The Speed of Trust: Season 4 – Episode 1 -Low/High Trust Relationships

So, before we get into the basis of it all, let’s first try outline some of the frustrations we have on a daily basis.

  • I can’t stand the politics at work.  I feel sabotaged by my peers.  It seems like everyone is out for himself and will do anything to get ahead. 

  • I’ve really been burned in the past.  How can I ever trust anyone enough to have a real relationship?

  • I work in an organization that’s bogged down with bureaucracy.  It takes forever to get anything done.  I have to get authorization to buy a pencil!

  • The older my children get, the less they listen to me.  What can I do?

  • I feel like my contributions at work are hardly ever recognized or valued.  

  • I foolishly violated the trust of someone who was supremely important to me.  If I could hit “rewind” and make the decision differently, I would do it in a heartbeat.
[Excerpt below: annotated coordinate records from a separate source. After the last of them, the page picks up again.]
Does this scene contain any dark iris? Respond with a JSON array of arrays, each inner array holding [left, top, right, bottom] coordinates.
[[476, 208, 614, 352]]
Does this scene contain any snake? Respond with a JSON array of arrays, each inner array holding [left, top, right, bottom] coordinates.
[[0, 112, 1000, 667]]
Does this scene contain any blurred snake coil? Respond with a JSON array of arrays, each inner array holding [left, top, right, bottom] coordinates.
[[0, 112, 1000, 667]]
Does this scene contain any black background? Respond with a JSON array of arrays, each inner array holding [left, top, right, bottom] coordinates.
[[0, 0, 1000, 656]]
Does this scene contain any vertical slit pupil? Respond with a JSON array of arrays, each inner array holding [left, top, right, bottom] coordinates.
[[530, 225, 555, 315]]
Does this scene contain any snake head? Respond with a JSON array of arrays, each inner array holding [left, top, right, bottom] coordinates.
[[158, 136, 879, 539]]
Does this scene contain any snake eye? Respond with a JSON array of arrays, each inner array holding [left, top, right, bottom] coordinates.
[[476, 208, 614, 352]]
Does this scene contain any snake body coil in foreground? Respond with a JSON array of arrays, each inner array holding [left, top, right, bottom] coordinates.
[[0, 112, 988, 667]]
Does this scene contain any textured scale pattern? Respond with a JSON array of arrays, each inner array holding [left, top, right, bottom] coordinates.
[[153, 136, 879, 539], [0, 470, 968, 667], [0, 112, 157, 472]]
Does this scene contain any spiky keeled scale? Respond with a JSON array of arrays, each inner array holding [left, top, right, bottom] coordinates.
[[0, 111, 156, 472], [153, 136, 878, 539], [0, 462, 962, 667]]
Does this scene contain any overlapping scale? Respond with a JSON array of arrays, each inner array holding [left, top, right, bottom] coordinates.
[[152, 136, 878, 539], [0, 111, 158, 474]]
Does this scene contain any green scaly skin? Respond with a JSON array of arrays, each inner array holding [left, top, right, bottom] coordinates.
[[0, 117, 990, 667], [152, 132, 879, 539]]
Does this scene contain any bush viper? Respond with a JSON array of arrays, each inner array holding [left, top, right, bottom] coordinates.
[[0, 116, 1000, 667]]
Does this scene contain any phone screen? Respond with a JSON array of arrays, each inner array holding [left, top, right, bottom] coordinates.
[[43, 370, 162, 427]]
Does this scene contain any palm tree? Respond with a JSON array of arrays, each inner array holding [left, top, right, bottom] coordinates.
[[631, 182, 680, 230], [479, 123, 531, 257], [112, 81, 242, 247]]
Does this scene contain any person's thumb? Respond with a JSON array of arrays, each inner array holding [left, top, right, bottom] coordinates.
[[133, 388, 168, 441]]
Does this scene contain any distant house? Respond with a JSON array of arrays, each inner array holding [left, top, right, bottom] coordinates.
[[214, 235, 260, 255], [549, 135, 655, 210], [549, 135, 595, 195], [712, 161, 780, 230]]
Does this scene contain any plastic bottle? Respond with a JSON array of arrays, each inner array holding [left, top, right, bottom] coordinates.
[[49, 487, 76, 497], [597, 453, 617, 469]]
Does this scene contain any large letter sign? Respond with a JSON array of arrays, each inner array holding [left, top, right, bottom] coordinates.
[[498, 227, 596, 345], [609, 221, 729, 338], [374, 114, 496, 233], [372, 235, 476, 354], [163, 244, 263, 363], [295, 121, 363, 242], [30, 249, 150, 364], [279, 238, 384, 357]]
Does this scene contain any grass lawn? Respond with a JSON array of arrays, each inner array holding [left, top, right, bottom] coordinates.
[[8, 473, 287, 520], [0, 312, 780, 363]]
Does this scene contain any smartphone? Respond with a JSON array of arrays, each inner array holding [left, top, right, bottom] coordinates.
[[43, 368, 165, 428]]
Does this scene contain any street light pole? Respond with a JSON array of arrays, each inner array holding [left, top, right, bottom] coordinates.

But I can’t.  Will I ever be able to rebuild the relationship?

  • I have to walk on eggshells at work.  If I say what I really think, I’ll get fired…or at least made irrelevant. 

  • My boss micromanages me and everyone else at work.  He treats us all like we can’t be trusted. 

  • With all the scandals, corruption, and ethical violations in our society today, I feel like someone has pulled the rug out from under me.  I don’t know what — or who — to trust anymore.  

In all of these situations, you CAN do something.  Look, you’ve heard the storm on a number of occasions in terms of what happened between my family and I.  I was the bigger man and decided to message my mother a couple years later.  Did she show any signs of gratitude when she got a message from me? No.  Furthermore, I messaged the siblings, whose relationships are beyond dilapidation, and there was no remorse.  There’s no way they can instill trust in me again and they would much rather have a bulk of anger.  That’s a decision that they will have to live with for the rest of their lives.  I TRIED doing something, but it takes two to tango at times.

SImply put, trust means confidence.  The opposite of trust is distrust and suspicious.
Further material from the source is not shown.